The outer side of the upper part of the transmission rod is provided with a trigger travel groove extending downwards from the end part, and the tail end of the trigger travel groove is communicated with the curve groove;

In an initial state after the vibration isolation support is installed, the end part of the push head is received in the trigger travel groove, and can generate relative movement in the trigger travel groove when the load transmission member generates movement due to vibration load;

when the downward movement of the load transfer member due to the vibration load brings the pusher into the curved slot, the drive rod can be driven to generate a rotational movement to operate the rotary damper.

6. The vibration isolation mount for bridge construction according to claim 5, wherein,

The protrusion has a slot with a downward opening in a vertical direction, the push head is formed on an inner wall of the slot and extends radially inward of the slot, and an upper portion of the transmission rod is inserted into the slot, and the push head is received in the trigger stroke slot in an initial state.

7. The vibration-isolation mount for bridge construction according to any one of claims 1 to 6, wherein,

The foundation member is provided with a caulking groove with an upward opening in the vertical direction, and the protruding part is inserted into the caulking groove from top to bottom;

the protrusion has a cone section with a cross section gradually decreasing from top to bottom;

The primary vibration isolation working assembly comprises primary vibration isolation working units which extend transversely along the base member, wherein the primary vibration isolation working units are distributed around the circumferential direction of the cone section, and the tail end executing parts of the primary vibration isolation working units extend into the caulking grooves;

the primary vibration isolation working unit is configured to provide elastic damping, and an end effector thereof is in tapered contact engagement with an outer surface of the cone section so as to provide elastic damping in a lateral direction of the base member upon downward displacement of the load transmitting member.

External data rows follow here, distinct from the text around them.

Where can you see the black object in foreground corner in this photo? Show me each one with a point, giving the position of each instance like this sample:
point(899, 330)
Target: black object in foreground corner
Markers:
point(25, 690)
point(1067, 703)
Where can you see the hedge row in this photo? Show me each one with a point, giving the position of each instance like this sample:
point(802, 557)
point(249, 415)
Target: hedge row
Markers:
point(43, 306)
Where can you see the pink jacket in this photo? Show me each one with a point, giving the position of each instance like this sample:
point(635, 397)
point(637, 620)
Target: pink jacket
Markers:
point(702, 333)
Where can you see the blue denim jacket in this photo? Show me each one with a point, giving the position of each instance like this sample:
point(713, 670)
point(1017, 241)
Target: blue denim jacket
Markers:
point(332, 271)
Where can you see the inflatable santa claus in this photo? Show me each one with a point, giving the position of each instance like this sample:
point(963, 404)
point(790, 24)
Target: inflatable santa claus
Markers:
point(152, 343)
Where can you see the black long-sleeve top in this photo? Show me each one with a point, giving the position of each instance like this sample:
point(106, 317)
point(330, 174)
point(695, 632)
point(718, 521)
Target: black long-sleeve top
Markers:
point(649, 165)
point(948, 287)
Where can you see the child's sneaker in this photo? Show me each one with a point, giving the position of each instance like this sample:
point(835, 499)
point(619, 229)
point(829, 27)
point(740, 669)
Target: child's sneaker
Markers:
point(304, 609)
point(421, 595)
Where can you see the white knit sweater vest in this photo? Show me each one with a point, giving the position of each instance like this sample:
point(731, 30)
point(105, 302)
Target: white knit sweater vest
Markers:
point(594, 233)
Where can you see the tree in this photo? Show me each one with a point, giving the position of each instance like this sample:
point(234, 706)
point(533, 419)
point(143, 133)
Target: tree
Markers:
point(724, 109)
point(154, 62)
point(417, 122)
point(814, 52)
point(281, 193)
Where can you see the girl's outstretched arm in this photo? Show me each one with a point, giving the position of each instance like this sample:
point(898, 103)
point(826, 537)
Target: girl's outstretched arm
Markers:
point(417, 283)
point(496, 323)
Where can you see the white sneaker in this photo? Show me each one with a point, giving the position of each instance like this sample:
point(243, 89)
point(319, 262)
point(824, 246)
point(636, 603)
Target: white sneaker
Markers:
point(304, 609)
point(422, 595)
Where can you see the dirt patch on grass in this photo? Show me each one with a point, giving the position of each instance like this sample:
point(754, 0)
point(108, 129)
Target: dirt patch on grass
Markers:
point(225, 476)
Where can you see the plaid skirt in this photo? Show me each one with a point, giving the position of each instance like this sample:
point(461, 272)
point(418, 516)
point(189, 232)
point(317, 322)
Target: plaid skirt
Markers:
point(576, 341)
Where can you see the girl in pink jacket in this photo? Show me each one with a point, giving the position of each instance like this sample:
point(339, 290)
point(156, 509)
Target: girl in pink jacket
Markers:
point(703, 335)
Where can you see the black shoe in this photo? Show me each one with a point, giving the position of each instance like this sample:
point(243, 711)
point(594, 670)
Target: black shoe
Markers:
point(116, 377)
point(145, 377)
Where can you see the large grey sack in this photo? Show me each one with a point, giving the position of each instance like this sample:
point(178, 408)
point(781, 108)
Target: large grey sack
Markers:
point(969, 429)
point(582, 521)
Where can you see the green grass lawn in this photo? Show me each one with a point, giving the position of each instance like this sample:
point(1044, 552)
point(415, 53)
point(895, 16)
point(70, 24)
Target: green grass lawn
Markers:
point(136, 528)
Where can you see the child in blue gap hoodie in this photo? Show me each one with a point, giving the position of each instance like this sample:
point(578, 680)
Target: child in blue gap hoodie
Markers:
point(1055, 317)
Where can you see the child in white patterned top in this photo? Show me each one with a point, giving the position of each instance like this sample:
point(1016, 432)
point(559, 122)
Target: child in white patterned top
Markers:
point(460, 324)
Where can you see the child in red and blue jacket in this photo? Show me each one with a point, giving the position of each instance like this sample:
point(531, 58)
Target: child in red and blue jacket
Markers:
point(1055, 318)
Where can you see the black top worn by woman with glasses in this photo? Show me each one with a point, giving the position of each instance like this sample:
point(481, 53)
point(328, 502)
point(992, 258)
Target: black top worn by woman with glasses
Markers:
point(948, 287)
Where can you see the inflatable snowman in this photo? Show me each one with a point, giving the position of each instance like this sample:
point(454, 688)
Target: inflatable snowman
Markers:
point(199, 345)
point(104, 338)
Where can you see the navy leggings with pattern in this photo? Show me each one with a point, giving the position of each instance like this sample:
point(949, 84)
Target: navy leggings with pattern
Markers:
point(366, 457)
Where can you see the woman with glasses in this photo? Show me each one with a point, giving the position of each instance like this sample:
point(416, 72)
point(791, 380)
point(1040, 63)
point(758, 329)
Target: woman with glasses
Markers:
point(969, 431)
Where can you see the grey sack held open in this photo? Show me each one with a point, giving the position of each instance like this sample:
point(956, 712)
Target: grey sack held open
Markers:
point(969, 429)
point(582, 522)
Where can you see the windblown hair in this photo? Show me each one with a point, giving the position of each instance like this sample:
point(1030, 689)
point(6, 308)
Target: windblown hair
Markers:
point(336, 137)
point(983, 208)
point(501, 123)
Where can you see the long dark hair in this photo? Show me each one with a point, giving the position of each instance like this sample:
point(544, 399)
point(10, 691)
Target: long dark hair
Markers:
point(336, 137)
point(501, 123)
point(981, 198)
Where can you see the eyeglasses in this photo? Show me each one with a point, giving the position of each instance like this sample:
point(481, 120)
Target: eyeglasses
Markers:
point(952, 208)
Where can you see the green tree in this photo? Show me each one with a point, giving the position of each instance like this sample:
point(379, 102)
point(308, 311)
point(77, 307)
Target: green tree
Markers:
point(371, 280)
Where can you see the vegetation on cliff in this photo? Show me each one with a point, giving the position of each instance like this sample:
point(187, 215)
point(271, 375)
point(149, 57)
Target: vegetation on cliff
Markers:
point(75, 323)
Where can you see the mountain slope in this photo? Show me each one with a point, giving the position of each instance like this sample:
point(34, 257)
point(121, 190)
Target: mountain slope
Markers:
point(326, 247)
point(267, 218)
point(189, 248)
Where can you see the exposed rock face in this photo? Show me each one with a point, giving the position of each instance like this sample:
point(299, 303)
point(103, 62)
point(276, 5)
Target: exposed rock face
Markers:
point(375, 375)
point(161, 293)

8. The vibration isolation mount for bridge construction according to claim 7, wherein,

The first-level vibration isolation working unit further comprises a plug and an elastic piece, and the elastic piece is located between the end execution part and the plug.

9. The vibration isolation mount for bridge construction according to claim 8, wherein,

The elastic piece is elastic rubber and/or a spring.

10. Bridge construction, characterized in that it comprises a girder and a pier, and further comprises a vibration-isolating mount for a bridge construction according to any one of claims 1-9, by means of which the girder is supported on the pier.